After a lot of tinkering and persistence, I managed to get my old copy of Fallout running successfully on my computer. As I paid another visit to Vault 13 and the surrounding environs, I thought about the prevalence of post-apocalyptic memes in popular culture. It’s a trope that has inhabited my imagination since I was a kid (thanks, Ronald Reagan!). That cheesy TV movie The Day After both enthralled and terrified me back then and I remember thinking that maybe my hometown of Green Bay was too small to be worth the Soviets’ attention (I later learned that Green Bay was indeed a target for the Russians).
For more of that mid-Eighties-we’re-all-gonna-die vibe, there’s the uber-bleak BBC docudrama Threads (which you can watch here at Google Video). I watched this a few months ago when I was home with a cold. Not recommended viewing if you’re already feeling nauseous.
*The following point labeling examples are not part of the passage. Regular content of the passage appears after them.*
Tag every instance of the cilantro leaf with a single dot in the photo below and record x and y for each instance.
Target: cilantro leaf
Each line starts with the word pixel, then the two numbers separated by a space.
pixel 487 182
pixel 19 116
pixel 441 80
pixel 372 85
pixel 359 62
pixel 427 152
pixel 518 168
The whole nuclear holocaust thing seems a little retro now, although the publication of books like The Atomic Market makes me wonder how much longer our dumb luck can hold out. Of course, we now know that there are any number of interesting and creative ways we as a species can do ourselves in. Maybe these stories we tell ourselves serve as some sort of pressure valve; a way for us to indulge our dark fantasies so that we don’t feel compelled to fire off a few missiles just to see what happens. And maybe they also encompass our ardent hope that, should everything turn to shit, that some remnant of what we once were will survive and endure.